Here, on this post at least, I want to focus on the Oceans.

I’m not even a slight bit embarrassed or awkward saying that I am OBSESSED with the oceans and the vibrant ecosystem of the ocean. I wasn’t always so obsessed, it only happened when I first went snorkeling in Bali, Indonesia and then saw the series ‘Our Planet’ on Netflix just recently. My own father, who happens to be a certified diver has traveled to the most exotic places, dived and has told me wonderful stories of how beautiful marine life is.

manta ray.jpg
Tales by Light on Netflix. Image by Shawn Heinrichs.

The image above speaks volumes. We humans as compared to animals like Manta Rays are tiny.
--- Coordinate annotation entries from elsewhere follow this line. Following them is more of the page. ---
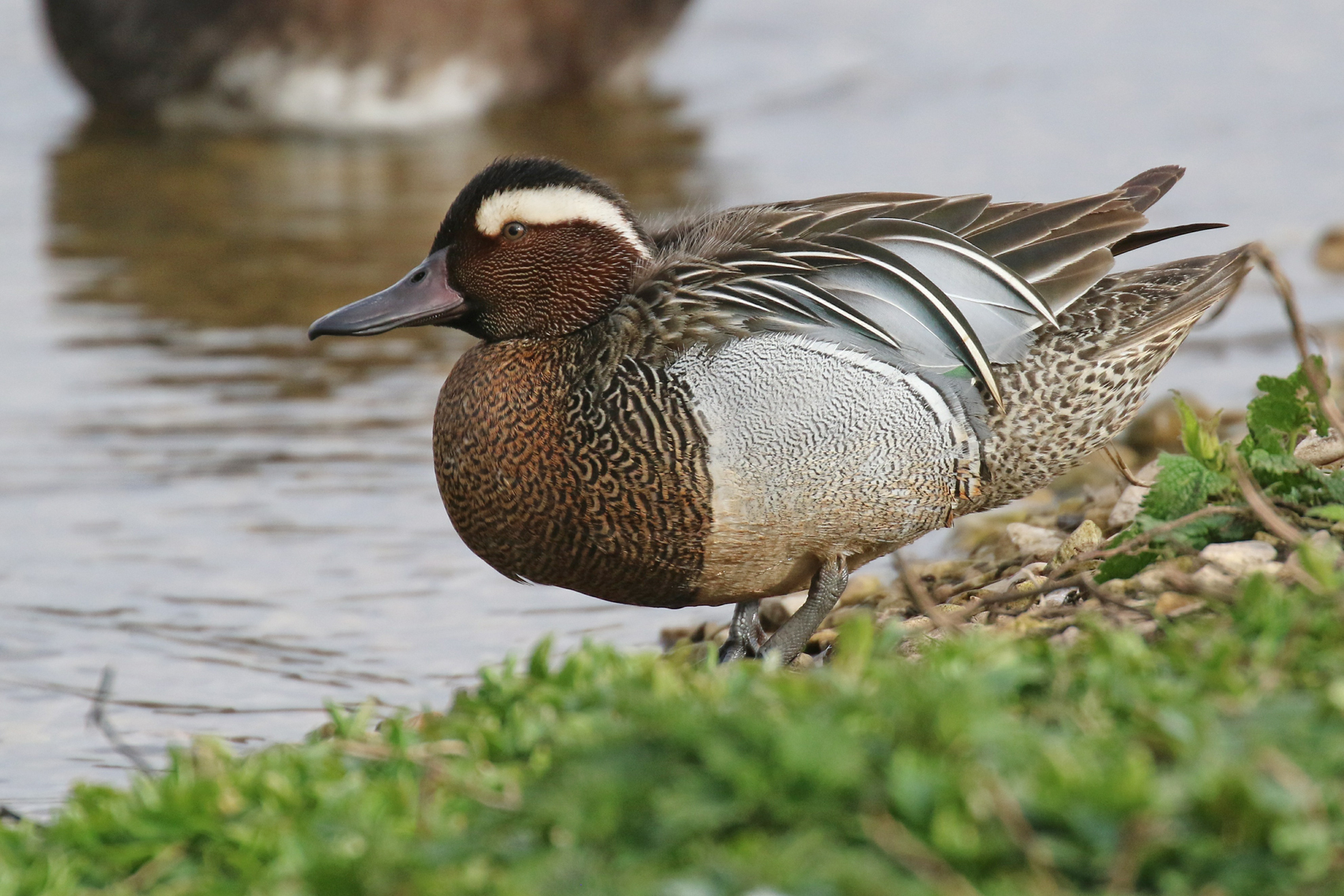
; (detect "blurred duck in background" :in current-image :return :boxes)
[44,0,688,130]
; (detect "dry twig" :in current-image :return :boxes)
[1102,445,1153,489]
[1227,453,1306,547]
[85,666,156,777]
[895,551,960,634]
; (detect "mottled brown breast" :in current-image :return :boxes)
[434,337,711,606]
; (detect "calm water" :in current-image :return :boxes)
[0,0,1344,811]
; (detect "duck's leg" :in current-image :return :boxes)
[719,600,765,662]
[761,558,849,664]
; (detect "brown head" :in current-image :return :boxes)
[308,159,649,341]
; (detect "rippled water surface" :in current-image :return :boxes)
[0,0,1344,811]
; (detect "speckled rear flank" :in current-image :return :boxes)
[957,247,1248,516]
[434,337,711,606]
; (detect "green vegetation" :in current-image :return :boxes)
[0,374,1344,896]
[0,564,1344,896]
[1097,357,1344,582]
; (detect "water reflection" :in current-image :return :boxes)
[0,98,703,808]
[51,96,700,328]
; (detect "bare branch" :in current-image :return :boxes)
[1227,453,1306,547]
[1102,445,1153,489]
[85,666,157,777]
[895,551,960,633]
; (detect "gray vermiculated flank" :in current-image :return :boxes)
[671,333,980,603]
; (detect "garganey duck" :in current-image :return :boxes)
[309,159,1248,661]
[44,0,687,130]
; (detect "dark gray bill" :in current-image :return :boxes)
[308,249,465,338]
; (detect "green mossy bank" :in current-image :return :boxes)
[0,567,1344,896]
[0,360,1344,896]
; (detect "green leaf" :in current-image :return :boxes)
[1172,392,1225,472]
[1143,454,1233,522]
[1094,551,1161,585]
[1242,356,1329,454]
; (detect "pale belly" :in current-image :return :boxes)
[673,334,980,604]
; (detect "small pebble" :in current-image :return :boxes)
[1195,563,1237,593]
[1199,541,1278,578]
[1293,428,1344,466]
[1316,227,1344,274]
[1007,522,1064,560]
[1037,589,1078,607]
[1153,591,1204,619]
[1049,626,1083,647]
[1051,520,1105,566]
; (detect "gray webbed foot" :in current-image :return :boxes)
[719,600,765,662]
[758,558,849,665]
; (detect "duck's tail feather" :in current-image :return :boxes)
[1110,224,1227,255]
[1087,246,1252,363]
[958,246,1252,513]
[1120,165,1185,213]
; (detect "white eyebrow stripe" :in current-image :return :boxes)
[476,186,652,258]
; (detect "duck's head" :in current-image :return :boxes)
[308,159,649,341]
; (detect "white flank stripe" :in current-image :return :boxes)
[476,186,652,258]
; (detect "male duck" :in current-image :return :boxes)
[309,159,1248,661]
[44,0,687,130]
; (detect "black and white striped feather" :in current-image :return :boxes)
[625,165,1184,405]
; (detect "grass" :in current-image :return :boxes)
[0,360,1344,896]
[0,555,1344,896]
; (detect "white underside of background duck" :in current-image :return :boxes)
[160,50,506,132]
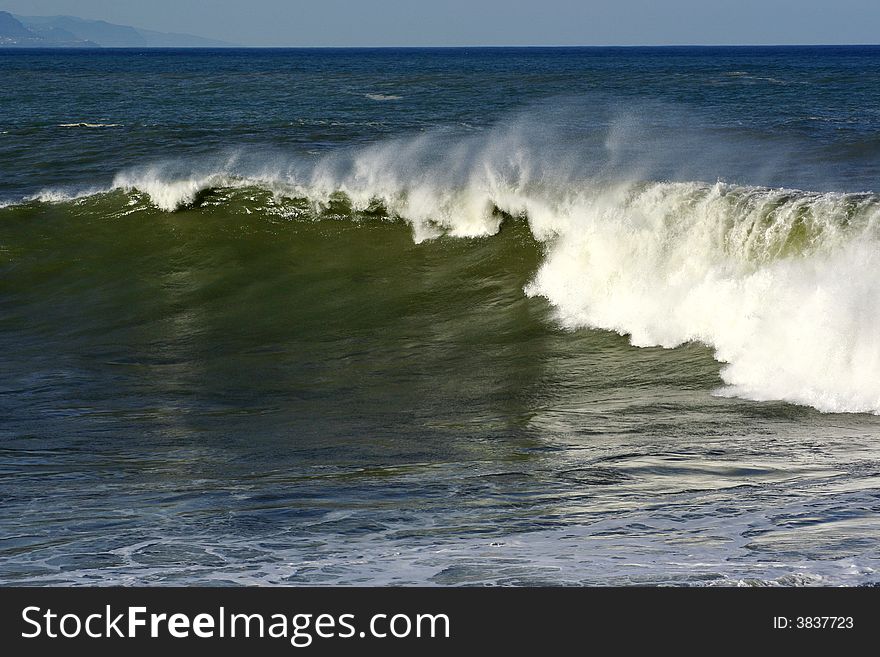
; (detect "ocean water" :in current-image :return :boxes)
[0,47,880,585]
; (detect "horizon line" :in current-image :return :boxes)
[0,43,880,50]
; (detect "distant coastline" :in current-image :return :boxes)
[0,11,236,48]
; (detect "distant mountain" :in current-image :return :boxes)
[0,11,98,48]
[0,11,233,48]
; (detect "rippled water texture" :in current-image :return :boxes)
[0,48,880,585]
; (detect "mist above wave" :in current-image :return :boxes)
[12,104,880,413]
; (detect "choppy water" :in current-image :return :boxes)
[0,47,880,585]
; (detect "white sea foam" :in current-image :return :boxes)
[58,123,122,128]
[29,115,880,413]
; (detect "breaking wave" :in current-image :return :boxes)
[4,121,880,414]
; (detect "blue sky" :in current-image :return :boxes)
[0,0,880,46]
Mantas are possibly the most majestic aquatic animals, gliding along making no sound. These Mantas were part of a list of aquatic creatures endangered in a place called Raja Ampat in Indonesia. With constant and laborious efforts for the conservation of the animals, Shawn Heinrichs along with his team urged the government of Raja Ampat to pay heed to the disappearing populations of sharks and various species that are ONLY found in this region. Now, after several years, Raja Ampat is a diver’s heaven and the population of all aquatic creatures is booming here.

Raja Ampat is one of the live examples of letting nature be and bringing not only beauty but also balance in the ecosystems, and the fact that if left untouched and if restrictions are put on damaging nature, it can revive like never before.
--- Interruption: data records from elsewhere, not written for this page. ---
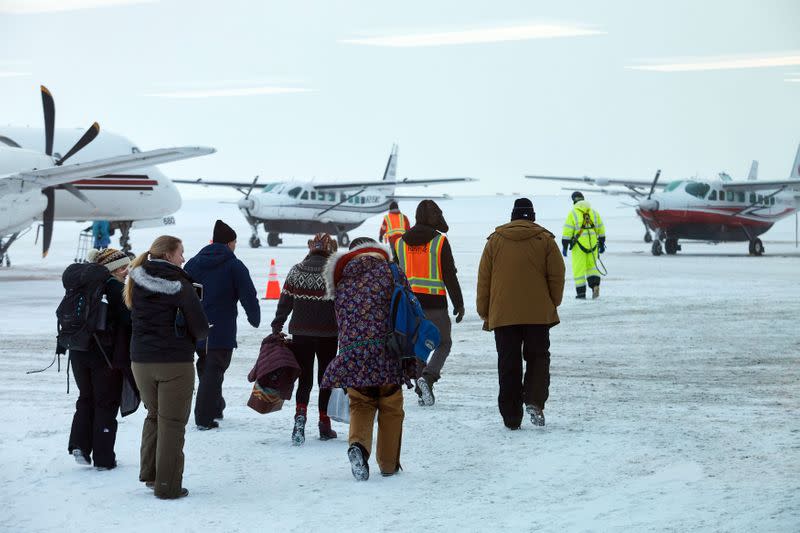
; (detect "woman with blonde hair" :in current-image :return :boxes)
[125,235,209,499]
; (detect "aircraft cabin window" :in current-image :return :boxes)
[686,181,711,198]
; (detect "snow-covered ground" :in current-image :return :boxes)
[0,194,800,532]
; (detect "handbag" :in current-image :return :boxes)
[247,381,284,415]
[328,389,350,424]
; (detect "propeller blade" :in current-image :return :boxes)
[56,122,100,165]
[244,176,258,199]
[42,187,56,257]
[41,85,56,156]
[647,168,661,200]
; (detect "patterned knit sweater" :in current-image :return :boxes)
[272,253,339,337]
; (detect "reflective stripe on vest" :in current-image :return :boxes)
[397,234,447,296]
[383,213,406,238]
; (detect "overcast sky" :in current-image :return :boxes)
[0,0,800,195]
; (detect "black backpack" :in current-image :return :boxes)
[56,263,110,353]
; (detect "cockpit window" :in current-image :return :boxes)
[686,181,711,198]
[0,135,22,148]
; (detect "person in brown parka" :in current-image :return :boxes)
[477,198,564,429]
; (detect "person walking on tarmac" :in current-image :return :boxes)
[272,233,339,446]
[477,198,564,430]
[561,191,606,300]
[378,200,410,250]
[184,220,261,431]
[395,200,464,406]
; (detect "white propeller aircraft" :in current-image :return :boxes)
[525,143,800,255]
[174,145,475,248]
[0,86,215,266]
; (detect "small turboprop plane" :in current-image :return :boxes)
[174,145,475,248]
[525,143,800,255]
[0,87,215,266]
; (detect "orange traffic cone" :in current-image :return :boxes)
[264,259,281,300]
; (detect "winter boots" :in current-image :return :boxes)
[292,403,306,446]
[525,403,544,426]
[347,442,369,481]
[417,377,436,406]
[319,413,337,440]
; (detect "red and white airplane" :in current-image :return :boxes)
[525,143,800,255]
[0,86,215,266]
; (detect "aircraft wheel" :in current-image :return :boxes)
[650,241,662,256]
[750,239,764,256]
[664,239,680,255]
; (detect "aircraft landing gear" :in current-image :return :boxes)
[650,241,663,256]
[119,222,133,256]
[664,239,681,255]
[0,232,20,267]
[750,239,764,256]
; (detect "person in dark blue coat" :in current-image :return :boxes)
[184,220,261,430]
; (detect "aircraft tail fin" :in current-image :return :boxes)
[383,144,397,181]
[789,145,800,180]
[747,159,758,181]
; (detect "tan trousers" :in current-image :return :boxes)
[347,385,405,474]
[131,362,194,498]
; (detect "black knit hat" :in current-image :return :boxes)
[211,220,236,244]
[511,198,536,222]
[416,200,450,233]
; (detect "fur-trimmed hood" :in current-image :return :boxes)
[323,242,392,300]
[128,260,185,295]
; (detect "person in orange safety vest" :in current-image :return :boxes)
[378,200,411,250]
[394,200,464,405]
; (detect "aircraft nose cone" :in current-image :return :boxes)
[639,199,658,211]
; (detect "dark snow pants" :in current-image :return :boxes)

Take for example the Great Barrier Reef, if we take major conservation steps and stop using it as a source of tourism for a while, we can restrain it from disappearing and taking away this natural beauty from future generations. We can work on bringing this natural beauty back.


The shallow waters are much more damaged than the High seas. The major reason being that the shallow waters are constantly flooded with people. The High seas remain comparatively untouched and it would be one of the reasons that the aquatic life here is completely different. From bioluminescent aquatic creatures to almost transparent ones. Till today, 80% of our oceans haven’t been discovered and mapped and we could only imagine what the oceans are concealing from the world right now.



Whales are killed on a LARGE scale in places like Norway and Japan, mainly because of tradition or simply as a delicacy. Changing traditions is a way of evolving, for the better. If people stop indulging in whale eating we can reduce the sales and then the killing. Having witnessed humpback whales in person, I can say definitively that they NEED to be saved from being further killed. They are the most graceful animals I have come across so far.


whale 2.jpg

Here below are 7 ways you can do your bit to save the oceans.

1. Use plastic-free alternatives

An estimated 17.6 billion pounds of plastic leaks into the marine environment from land-based sources every year—that’s roughly equivalent to dumping a garbage truck full of plastic into our oceans every minute. And plastics never go away!

We must urge companies to provide consumers with plastic-free alternatives and say no to single-use plastics such as straws, plastic cutlery, coffee cups, water bottles, plastic bags, balloons, plastic-wrapped produce, and take-out food containers.

2.  Reduce your carbon footprints

Carbon dioxide, a known greenhouse gas, is making our oceans more acidic. This is contributing to the loss of corals on a global scale as their calcium skeletons are weakened by the increasing acidity of the water.

You can reduce your carbon footprint by adopting some of these simple measures:

• Ride a bike, walk or use public transportation rather than driving/using a car.

• Turn off the lights when you leave a room.

• Put on a sweater in the winter instead of turning on your electric heaters.

3. Explore the oceans!

“People protect what they love.” – Jacques-Yves Cousteau

Get outside and explore the oceans around you! If you don’t live near the ocean, visit your local lake or river to learn how your watershed connects to the ocean. There are plenty of online opportunities to explore the oceans, too.

4. Leave nothing behind

As beach crowds increase, so does the amount of trash left behind or blown away. Don’t let your day outside contribute to the destruction of our oceans. Remember to leave nothing behind but your footprints — collect and dispose of your trash.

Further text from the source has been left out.